A luglio ha fatto grande clamore la notizia della scoperta di una modalità d’attacco, già sfruttata per condurre attacchi piuttosto mirati, che consentiva ad un aggressore – in ambiente Windows – di forzare il caricamento di un eseguibile o di una DLL nocivi, già esistenti. Operazione che poteva avvenire semplicemente visitando una cartella od inserendo un supporto di memoria che contenesse un file LNK (collegamenti di Windows) modificato “ad arte”. Della “falla LNK” abbiamo ampiamente parlato, nei mesi scorsi, in questi articoli.
Il malware che sfrutta il bug individuato in tutte le versioni di Windows (da Windows 2000 in poi), risolto da Microsoft con la pubblicazione – ad inizio agosto – della patch MS10-046 (che consente di sanare la problematica su Windows XP SP3, Windows Server 2003, Windows Vista, Windows Server 2008, Windows Server 2008 R2 e Windows 7), è stato battezzato Stuxnet. Come spiega Marco Giuliani, Malware Technology Specialist per Prevx, Stuxnet è un malware piuttosto interessante: alcune caratteristiche lo rendono unico nel panorama mondiale.
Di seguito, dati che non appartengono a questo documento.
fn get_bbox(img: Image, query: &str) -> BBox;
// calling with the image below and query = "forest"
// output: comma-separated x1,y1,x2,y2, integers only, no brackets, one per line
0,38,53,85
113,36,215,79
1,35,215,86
Innanzi tutto, le varie aziende specializzate nel campo della sicurezza informatica, rilevarono come Stuxnet facesse uso di certificati digitali sottratti a Realtek e JMicron. I certificati digitali sono stati impiegati dagli autori di Stuxnet per firmare le varianti del malware e renderlo così meno sospetto agli “occhi” del sistema operativo e di alcuni software antivirus.
Analizzando il funzionamento del malware più nel dettaglio, si scoprì come Stuxnet prendesse di mira due prodotti software per Windows (Simatic WinCC e PCS 7) utilizzati per il monitoraggio elettronico di sistemi industriali. Le due applicazioni sono usate sui sistemi SCADA (Supervisory Control And Data Acquisition, sistemi informatici distribuiti per il monitoraggio elettronico di sistemi fisici) di Siemens.
Siemens stessa ha confermato il rilevamento di 15 infezioni da worm Stuxnet nelle sue sedi sparse per il mondo. Un terzo delle aggressioni sarebbe avvenuto negli stabilimenti tedeschi.
Le analisi svolte dai tecnici di Siemens hanno potuto stabilire come Stuxnet possa, almeno in teoria, controllare i PLC (Programmable logic controller), sfruttati nella gestione dei processi industriali. Secondo Wieland Simon, portavoce di Siemens, Stuxnet controllerebbe le configurazioni dei sistemi WinCC o PC7 infettati alla ricerca di blocchi di dati già presenti.
Giuliani ha fatto presente che “Stuxnet è in grado di manipolare il codice inviato dal sistema SCADA ai PLC, inserendo anche un rootkit specifico nel PLC capace di nascondere il codice alterato” valutando poi l’accaduto come “un perfetto caso di spionaggio industriale, visto che il malware era in grado di penetrare i database del software Siemens installato e rubare informazioni segrete, quali ad esempio file di progetti“. Per diffondersi, tra l’altro, Stuxnet non sfrutta una sola falla ma ben quattro vulnerabilità note. Oltre a quella legata all’imperfetta gestione dei collegamenti (MS10-046), Stuxnet cerca di far leva sulla MS10-061 (lacuna nello spooler di stampa che, in determinate situazioni, può provocare l’esecuzione di codice dannoso) e su altre due falle per ora sconosciute al “pubblico”: “la loro esistenza è per il momento nota solo a Microsoft ed ai ricercatori di terze parti che hanno esaminato il codice di Stuxnet“, ha aggiunto Giuliani. Queste ultime due vulnerabilità possono essere usate per acquisire privilegi utente più elevati sui sistemi Windows presi di mira.
Dal momento che l’Iran – come confermato dalle indagini di Symantec – risulta essere il Paese più colpito dal worm Stuxnet, Giuliani ipotizza che possa trattarsi dell’inizio di una sorta di “guerra virtuale“. Al secondo e terzo posto vi sarebbero Indonesia ed India. Sarà interessante sorvegliare, nel prossimo futuro, l’evoluzione delle infezioni ed eventuali “mutazioni” del worm.